In the regard to the 15 foot depth...there where multiple studies with tracked and tagged fish...Some of the pro's will even tell ya they like the 15 foot range..and again I say this when they are retreating after or staging before they eat... (otherwise just hanging out) 

It has to do with clarity in the water table and temp...
And I imagine just like everything else in Alumn......it is different? 

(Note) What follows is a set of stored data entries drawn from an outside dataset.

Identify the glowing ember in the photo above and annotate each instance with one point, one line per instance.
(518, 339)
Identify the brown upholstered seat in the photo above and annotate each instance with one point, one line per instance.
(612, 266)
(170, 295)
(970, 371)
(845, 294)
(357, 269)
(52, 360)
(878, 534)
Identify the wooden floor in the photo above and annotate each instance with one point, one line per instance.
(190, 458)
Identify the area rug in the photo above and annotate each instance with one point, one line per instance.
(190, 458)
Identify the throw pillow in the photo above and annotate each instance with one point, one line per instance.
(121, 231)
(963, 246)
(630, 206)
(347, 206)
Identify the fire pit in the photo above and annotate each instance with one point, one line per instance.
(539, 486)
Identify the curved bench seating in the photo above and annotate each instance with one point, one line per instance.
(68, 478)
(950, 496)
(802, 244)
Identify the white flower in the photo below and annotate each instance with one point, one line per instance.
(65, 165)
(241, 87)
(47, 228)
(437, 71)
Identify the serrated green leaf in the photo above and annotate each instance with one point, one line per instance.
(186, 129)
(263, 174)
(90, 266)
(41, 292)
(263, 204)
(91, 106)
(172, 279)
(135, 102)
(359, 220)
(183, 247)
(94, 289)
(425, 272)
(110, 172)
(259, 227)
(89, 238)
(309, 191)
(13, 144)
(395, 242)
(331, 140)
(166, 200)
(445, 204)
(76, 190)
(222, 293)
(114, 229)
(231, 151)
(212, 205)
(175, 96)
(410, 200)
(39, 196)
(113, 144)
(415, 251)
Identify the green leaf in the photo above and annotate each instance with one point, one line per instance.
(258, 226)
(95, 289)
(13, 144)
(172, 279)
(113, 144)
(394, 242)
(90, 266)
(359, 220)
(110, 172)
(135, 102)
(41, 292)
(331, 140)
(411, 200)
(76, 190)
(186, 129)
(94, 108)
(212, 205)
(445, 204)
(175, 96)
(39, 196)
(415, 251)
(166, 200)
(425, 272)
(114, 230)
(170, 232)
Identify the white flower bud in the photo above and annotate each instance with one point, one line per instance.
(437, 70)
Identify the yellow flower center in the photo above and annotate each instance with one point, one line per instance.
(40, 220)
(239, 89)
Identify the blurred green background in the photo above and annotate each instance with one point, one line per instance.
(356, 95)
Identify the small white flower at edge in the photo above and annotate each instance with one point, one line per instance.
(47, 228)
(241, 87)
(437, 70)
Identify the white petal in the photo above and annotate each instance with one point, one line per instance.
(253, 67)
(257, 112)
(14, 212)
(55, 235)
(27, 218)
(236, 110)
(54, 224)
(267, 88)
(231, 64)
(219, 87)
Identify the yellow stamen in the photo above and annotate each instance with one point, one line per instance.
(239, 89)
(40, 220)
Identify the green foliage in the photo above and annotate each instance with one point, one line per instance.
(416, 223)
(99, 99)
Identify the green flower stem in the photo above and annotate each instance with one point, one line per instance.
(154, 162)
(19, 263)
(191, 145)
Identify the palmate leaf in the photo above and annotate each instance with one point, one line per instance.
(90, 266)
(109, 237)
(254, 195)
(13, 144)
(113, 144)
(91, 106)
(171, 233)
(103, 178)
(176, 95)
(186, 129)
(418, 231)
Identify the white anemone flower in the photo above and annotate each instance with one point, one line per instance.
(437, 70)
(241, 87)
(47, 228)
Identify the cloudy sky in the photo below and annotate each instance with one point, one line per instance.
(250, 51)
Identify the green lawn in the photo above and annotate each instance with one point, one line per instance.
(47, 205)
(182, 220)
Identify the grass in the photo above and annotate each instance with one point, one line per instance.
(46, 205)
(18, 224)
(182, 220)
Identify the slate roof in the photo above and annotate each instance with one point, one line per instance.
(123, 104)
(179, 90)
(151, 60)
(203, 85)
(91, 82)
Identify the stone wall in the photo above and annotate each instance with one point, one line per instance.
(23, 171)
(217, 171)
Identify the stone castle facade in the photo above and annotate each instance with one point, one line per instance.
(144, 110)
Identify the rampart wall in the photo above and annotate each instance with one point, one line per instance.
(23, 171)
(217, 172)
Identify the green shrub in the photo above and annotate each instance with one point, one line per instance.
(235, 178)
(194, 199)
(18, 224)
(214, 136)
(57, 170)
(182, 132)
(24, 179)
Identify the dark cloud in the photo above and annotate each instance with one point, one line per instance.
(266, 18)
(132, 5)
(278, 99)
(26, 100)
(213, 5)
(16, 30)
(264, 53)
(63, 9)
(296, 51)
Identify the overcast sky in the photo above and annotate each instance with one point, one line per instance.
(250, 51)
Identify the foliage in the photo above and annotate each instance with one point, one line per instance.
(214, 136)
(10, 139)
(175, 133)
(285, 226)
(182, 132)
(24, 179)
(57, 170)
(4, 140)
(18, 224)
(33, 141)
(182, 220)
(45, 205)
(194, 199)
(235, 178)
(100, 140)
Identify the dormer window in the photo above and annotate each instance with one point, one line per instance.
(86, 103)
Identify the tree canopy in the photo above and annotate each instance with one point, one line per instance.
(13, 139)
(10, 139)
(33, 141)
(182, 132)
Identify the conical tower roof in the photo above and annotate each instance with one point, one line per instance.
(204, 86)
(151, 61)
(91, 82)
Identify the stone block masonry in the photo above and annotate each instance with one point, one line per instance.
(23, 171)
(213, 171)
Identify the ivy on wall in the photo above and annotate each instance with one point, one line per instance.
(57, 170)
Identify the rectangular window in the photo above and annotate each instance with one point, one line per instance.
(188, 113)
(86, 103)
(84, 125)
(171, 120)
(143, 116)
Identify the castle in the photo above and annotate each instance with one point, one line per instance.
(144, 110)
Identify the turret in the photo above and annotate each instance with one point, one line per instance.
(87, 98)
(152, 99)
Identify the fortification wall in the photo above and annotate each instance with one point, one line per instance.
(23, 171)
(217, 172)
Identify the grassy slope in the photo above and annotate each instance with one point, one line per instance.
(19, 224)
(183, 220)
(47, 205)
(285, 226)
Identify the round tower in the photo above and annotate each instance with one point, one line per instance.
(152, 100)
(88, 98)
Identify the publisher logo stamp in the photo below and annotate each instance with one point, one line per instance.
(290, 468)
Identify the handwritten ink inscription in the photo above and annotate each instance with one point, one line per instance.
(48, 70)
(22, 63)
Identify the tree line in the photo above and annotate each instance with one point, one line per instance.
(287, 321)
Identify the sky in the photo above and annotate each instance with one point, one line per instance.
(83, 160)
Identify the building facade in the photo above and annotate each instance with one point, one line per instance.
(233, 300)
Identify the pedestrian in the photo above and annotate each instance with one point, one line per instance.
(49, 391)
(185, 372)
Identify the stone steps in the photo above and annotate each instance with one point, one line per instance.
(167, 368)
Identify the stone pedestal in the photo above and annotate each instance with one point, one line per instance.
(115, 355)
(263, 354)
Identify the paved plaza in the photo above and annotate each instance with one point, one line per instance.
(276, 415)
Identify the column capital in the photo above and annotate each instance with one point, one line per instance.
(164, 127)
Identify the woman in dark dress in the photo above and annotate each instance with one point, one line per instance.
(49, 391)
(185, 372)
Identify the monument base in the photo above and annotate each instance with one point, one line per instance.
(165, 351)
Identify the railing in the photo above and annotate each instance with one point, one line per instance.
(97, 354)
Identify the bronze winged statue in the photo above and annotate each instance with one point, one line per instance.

This is just a unique mixed breed...always adapting and always elusive..I certainly am no expert...I catch more by accident at alumn then I do fishing for them..but I have caught a couple of hogs out of there...


----------



## puterdude (Jan 27, 2006)

yep,they are a strange fish breed.I ,personally, think Jim Corey was the closest one ever remotely close to patterning them with regularity.Some even said he could talk their lanuage.But hey like I said,that's what makes it so much fun fishing for them.


----------



## Lewis (Apr 5, 2004)

In cold water periods,late fall,winter and very early spring,
I routinely catch Saugeyes in depths to 30 ft on SE Ohio lakes.
I would say my favorite locations for cold water lead core trolling,blade baiting through the ice,or jigging average 22 to 26 feet deep.
Humps near deep water or a creek channel can also be very productive.
Any kind of hard bottom or gravel structure in these locations is the key.
Summer is a different story...I rarely fish deeper than 12 ft.


----------



## multi species angler (Feb 20, 2006)

Are two words I Never, no scratch NEVER, I try not to use, because there are ALWAYS, no scratch ALWAYS, there are usually exceptions.


----------



## Brian.Smith (May 18, 2006)

I think the Saugeye all went to warmer weather like NC or Florida.


----------



## I_WALL_I (Apr 27, 2006)

You're right about Jim Corey peterdude!! Lewis, was that you with him in the 2 day Piedmont SOWC finale in 02'?? My partner and I had 3 (total) eye and Jim and his partner caught like 80-90 in deepwater on leadcore!!


----------



## Lewis (Apr 5, 2004)

Yes,that was Jim and me.I remember that 2 day event very well.
We put our heads together and came up with a very effective deep water bite that we used on many lakes.
I have many great memories of fishing with Jim,for sure.


----------



## fishintechnician (Jul 20, 2007)

Heres one for ya. Fished delaware res yesterday with bonechrusher. Fished a cove in hte northern end didn't hook up but had soem really good bites. Ice was 8-9 inches thick no air gaps or water out of the holes, but it was singing. We fished the mouth of the cove didn't check the main lake


----------



## dre (Aug 14, 2009)

I really want to try Delaware bad! Sounds like good ice. Like I said in my Alum post, there was 6-7 inches of ice in the Galena cove and it was groaning at me so I can only imagine there is even more there now. It was really clear ice too.


----------



## fishintechnician (Jul 20, 2007)

same with del real clear ice and it was talking big time


----------